A few months ago I was in conversation with one of the senior ladies in our church about cell phone use.   She had yet to learn how to enter into her phonebook common numbers she would want to call.  She had written them on a piece of tape on her phone so she could dial them in.   Perhaps I should start a service project to assist seniors to learn how to use their phones effectively.  However, it is not just seniors who are challenged by new technology and gadgets.   Often we all encounter gas pumps, credit card scanners, atm machines and the like that challenge our abilities to navigate their systems.   And we all know the challenges of programming our remote controls for television, cable, and dvr's.   I am looking forward to the brave new world where these devices are more intuitively operated.

In spite of my apparent pessimism about learning to use new gadgets,  my engineering side loves them.  Especially when they provide an improved quality of life or an exciting new experience.

Monday, August 2, 2010


I recently finished Malcolm Gladwell's book "Outliers" which has provoked some thinking about elements that contribute to success.   His book tells the stories of a number of individuals and groups who have achieved extraordinary levels of success.    Using appropriate data he makes the case that extraordinary success results from a combination of being born at the right time into a supportive environment  of the right culture coupled with a long and disciplined time of training.   He claims there is a 10,000 hour rule for success.   It takes 10,000 hours of practice to become a good hockey player,  competent pilot, accomplished  musician and so on.     Other than being born at the correct time, I can agree with all the other elements he proposes for achieving success.   He tends to play down ones intelligence quotient as an element for success.  He illustrates that one who has raw intelligence without social integration has far less chance for success because achievement is accomplished within a community context.

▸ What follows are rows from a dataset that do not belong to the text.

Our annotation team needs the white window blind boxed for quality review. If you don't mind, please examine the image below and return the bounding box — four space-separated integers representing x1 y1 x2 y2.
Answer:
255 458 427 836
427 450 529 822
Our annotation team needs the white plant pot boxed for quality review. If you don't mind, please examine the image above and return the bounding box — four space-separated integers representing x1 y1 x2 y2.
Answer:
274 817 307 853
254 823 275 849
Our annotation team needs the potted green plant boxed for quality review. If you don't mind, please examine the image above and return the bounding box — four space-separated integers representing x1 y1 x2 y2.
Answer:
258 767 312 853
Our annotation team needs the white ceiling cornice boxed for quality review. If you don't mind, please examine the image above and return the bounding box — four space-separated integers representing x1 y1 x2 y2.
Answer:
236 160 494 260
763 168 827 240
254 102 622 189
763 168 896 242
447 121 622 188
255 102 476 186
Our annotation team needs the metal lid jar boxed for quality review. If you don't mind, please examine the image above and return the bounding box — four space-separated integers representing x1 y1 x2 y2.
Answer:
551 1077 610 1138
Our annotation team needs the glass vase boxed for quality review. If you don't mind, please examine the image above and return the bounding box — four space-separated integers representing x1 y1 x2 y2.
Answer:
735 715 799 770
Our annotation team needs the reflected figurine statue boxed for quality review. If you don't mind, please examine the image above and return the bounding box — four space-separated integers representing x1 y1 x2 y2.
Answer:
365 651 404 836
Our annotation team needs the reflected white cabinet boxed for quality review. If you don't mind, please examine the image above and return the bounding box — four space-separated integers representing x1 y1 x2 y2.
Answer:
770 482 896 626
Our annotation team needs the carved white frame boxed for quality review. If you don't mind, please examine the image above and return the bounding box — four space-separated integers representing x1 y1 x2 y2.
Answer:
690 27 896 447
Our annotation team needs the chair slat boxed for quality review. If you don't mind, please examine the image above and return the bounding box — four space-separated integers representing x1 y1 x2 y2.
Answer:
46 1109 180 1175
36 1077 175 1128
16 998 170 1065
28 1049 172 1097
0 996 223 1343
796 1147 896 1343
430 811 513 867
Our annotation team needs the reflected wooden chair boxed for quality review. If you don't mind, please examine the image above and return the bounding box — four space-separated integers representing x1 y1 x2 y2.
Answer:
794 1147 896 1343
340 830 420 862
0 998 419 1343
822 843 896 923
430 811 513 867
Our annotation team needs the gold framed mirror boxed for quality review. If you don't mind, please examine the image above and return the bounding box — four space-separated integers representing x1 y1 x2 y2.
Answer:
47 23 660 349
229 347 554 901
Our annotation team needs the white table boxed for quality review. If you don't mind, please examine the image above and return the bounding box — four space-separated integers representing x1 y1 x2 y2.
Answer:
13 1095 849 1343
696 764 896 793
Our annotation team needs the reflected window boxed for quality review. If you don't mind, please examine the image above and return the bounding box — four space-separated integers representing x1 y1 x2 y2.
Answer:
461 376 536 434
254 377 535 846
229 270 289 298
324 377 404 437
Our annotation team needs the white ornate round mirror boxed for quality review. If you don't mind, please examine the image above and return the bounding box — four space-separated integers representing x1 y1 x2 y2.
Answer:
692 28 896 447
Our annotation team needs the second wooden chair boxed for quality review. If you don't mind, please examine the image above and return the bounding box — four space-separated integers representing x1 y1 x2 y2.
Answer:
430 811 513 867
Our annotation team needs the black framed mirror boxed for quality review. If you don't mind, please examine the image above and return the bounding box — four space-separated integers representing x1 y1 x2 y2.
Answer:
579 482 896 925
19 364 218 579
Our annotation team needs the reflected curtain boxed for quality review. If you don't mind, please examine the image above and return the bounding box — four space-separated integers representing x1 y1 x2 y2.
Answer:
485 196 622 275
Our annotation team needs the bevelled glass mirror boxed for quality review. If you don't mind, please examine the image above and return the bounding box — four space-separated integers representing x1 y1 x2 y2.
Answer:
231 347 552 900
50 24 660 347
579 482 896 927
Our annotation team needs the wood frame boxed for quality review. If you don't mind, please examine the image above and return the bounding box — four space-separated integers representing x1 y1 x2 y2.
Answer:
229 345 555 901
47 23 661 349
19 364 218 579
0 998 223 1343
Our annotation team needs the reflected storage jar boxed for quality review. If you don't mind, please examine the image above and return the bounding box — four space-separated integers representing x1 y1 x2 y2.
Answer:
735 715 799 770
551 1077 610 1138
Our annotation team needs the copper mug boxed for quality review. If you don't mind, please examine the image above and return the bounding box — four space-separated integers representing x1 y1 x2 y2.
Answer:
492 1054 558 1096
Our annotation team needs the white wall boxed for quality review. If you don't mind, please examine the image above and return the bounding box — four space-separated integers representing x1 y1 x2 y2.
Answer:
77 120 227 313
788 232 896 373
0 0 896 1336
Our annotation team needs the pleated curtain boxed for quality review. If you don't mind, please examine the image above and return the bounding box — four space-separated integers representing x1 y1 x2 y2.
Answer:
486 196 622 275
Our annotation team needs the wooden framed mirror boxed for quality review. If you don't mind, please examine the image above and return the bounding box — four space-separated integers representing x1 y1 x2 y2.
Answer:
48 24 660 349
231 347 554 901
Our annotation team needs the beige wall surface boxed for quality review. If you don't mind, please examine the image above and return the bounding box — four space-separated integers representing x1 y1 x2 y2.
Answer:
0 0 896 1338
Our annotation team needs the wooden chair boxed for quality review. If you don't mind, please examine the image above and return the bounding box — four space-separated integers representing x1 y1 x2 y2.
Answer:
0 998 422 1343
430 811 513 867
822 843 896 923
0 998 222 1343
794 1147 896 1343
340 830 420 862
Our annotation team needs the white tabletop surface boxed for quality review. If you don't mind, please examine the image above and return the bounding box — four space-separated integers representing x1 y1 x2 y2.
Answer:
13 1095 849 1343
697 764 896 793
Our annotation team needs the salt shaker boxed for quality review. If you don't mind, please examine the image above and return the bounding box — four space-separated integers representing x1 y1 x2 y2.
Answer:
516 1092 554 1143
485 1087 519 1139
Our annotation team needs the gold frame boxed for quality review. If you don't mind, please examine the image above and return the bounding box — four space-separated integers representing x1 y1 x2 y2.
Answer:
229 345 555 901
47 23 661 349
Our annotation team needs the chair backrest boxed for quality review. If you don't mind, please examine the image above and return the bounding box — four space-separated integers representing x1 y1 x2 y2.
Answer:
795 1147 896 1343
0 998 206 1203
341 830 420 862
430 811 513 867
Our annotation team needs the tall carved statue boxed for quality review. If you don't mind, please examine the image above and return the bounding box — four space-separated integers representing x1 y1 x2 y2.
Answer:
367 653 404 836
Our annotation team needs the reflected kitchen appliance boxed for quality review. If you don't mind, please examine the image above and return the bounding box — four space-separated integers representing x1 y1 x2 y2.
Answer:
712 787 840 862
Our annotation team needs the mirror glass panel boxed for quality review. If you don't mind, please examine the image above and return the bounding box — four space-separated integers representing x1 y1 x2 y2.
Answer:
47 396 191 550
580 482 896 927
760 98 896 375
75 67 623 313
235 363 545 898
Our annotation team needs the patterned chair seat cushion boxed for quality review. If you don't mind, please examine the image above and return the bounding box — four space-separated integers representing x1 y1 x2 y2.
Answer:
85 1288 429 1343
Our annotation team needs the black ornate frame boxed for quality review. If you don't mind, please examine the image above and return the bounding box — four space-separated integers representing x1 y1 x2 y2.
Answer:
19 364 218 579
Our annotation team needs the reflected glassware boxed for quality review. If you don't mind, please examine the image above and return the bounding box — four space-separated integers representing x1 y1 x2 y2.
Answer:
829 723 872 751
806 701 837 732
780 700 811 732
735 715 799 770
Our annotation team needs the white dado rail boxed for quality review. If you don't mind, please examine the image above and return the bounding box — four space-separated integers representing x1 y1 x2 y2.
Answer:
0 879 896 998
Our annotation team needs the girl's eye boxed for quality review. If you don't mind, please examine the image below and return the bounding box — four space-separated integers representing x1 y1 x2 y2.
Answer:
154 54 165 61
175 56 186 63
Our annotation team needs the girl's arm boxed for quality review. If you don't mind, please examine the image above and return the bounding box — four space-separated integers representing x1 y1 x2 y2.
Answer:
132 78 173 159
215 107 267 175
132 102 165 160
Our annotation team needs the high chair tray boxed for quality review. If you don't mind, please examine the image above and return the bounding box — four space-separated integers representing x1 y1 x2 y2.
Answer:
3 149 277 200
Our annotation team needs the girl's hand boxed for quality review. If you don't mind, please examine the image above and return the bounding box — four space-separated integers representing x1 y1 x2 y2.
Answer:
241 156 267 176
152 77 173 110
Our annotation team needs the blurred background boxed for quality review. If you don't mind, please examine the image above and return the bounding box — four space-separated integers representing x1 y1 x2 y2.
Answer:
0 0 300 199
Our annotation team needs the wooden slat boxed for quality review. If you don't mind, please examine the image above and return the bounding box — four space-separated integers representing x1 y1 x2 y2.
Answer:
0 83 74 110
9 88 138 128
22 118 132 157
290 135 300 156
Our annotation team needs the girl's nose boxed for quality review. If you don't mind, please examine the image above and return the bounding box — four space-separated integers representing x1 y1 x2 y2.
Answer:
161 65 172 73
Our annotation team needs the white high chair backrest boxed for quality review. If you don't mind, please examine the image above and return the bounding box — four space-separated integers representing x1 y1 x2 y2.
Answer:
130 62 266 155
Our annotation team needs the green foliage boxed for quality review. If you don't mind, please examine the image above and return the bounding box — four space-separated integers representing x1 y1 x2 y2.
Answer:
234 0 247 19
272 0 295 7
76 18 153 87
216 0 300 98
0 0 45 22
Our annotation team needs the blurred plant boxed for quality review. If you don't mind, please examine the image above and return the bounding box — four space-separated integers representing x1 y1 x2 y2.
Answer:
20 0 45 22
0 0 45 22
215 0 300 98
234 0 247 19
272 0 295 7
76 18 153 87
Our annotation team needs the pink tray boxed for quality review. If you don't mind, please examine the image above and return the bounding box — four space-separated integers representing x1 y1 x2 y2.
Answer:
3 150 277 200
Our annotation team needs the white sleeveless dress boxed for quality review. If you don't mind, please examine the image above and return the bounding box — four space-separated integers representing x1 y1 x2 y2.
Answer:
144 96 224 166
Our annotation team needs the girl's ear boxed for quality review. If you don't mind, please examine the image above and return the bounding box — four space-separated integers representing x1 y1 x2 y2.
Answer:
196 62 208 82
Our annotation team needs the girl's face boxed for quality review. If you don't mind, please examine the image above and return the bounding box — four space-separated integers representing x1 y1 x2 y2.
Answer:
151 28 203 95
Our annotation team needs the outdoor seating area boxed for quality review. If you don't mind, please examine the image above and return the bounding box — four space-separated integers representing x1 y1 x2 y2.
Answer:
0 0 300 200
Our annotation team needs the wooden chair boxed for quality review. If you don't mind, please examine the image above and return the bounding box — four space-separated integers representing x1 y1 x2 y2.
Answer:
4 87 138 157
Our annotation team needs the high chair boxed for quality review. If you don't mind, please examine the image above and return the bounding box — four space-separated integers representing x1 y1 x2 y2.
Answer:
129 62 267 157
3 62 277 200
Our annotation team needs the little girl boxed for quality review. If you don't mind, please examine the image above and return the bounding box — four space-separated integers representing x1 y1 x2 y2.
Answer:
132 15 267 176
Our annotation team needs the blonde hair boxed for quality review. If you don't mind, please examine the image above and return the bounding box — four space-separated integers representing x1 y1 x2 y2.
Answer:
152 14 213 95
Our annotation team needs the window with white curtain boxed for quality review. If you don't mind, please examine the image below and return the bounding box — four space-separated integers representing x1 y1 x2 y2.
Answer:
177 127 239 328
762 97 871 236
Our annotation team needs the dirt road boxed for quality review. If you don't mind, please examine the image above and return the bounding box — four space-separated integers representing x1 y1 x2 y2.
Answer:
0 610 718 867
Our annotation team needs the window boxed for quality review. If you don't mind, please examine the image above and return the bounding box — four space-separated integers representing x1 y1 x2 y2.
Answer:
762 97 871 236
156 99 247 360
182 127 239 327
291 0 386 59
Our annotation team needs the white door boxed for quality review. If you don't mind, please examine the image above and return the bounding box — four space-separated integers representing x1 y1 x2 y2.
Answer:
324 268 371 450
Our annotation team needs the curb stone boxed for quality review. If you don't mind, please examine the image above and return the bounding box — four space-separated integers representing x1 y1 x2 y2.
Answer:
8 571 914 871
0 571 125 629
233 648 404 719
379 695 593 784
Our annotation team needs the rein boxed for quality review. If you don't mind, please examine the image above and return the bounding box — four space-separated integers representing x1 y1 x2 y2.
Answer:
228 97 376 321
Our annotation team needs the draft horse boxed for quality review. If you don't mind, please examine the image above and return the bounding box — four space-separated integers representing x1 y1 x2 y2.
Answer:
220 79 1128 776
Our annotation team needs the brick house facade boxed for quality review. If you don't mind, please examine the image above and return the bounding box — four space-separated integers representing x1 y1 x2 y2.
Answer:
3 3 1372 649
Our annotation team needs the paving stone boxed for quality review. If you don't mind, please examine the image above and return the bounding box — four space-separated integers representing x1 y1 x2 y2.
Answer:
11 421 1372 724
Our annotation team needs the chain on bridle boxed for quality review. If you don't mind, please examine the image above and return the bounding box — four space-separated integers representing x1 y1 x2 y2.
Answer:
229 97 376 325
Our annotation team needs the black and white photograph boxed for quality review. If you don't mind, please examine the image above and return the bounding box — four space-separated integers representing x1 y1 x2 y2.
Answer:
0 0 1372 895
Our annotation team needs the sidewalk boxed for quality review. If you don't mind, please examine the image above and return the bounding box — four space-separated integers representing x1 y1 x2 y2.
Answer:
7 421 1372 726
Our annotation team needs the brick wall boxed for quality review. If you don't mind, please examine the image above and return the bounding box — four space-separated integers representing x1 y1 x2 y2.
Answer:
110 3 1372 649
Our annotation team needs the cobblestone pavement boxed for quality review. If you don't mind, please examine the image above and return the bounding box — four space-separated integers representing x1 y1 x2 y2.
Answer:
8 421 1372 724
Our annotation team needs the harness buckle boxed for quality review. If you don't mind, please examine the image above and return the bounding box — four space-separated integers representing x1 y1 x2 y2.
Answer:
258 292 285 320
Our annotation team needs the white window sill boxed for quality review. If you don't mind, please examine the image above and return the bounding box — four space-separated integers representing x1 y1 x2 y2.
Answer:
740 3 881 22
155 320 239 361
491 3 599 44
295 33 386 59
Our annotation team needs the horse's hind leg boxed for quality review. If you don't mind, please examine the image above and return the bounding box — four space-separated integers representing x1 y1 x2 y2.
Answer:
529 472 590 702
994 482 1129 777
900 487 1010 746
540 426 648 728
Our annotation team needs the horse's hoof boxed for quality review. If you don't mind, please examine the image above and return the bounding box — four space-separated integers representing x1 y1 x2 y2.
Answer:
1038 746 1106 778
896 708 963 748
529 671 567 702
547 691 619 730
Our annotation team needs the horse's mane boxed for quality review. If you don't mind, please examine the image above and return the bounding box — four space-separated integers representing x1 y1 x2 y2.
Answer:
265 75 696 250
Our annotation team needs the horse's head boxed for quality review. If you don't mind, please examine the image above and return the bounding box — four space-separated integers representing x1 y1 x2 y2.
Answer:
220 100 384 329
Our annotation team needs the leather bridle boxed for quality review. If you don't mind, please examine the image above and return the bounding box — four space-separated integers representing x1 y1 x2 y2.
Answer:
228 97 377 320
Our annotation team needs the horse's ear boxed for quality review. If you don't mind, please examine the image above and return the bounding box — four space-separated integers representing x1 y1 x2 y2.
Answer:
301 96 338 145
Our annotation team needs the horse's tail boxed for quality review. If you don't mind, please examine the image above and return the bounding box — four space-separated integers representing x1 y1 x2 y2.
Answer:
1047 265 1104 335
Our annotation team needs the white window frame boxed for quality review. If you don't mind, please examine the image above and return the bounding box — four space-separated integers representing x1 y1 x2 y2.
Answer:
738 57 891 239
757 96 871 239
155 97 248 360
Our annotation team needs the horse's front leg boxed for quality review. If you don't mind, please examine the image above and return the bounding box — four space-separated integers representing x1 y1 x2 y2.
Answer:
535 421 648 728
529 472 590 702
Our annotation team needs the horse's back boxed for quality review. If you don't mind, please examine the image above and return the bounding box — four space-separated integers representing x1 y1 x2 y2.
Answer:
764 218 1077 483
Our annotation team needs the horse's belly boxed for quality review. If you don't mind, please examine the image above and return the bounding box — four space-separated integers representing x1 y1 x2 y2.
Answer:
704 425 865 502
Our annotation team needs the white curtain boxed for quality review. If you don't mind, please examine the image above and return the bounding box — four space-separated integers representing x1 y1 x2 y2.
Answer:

I have applied his principles to the evaluation of my more modest success and that of my high school classmates.   We were born in the depth of the Depression between 1935 and 1936 when the birthrate was the lowest ever for the United States.   This was supposed to give us an advantage when we came to our age of competence because there was a smaller population of competition.    My high school class came from small town and rural backgrounds and most of us were accustomed to hard work at menial tasks.   A discipline that should serve us well.   We mostly came from stable families that had lived in the area for generations.   Many of my class were the first generation to go to college.   About half of my class completed baccalaureate degrees and some completed masters degrees.  I was the only member of my class to complete a doctorate.   We  became teachers, business executives, engineers, scholars, office professionals, farmers, mechanics and health care workers.   The combination of education, hard work and cultural background enabled all of us to move up the socio-economic ladder.         I would like to think that we are all are outliers in some aspect of our lives.   We may not be Bill Gates, but we have for the most part lived up to our potential and contributed to the success of our families and communities.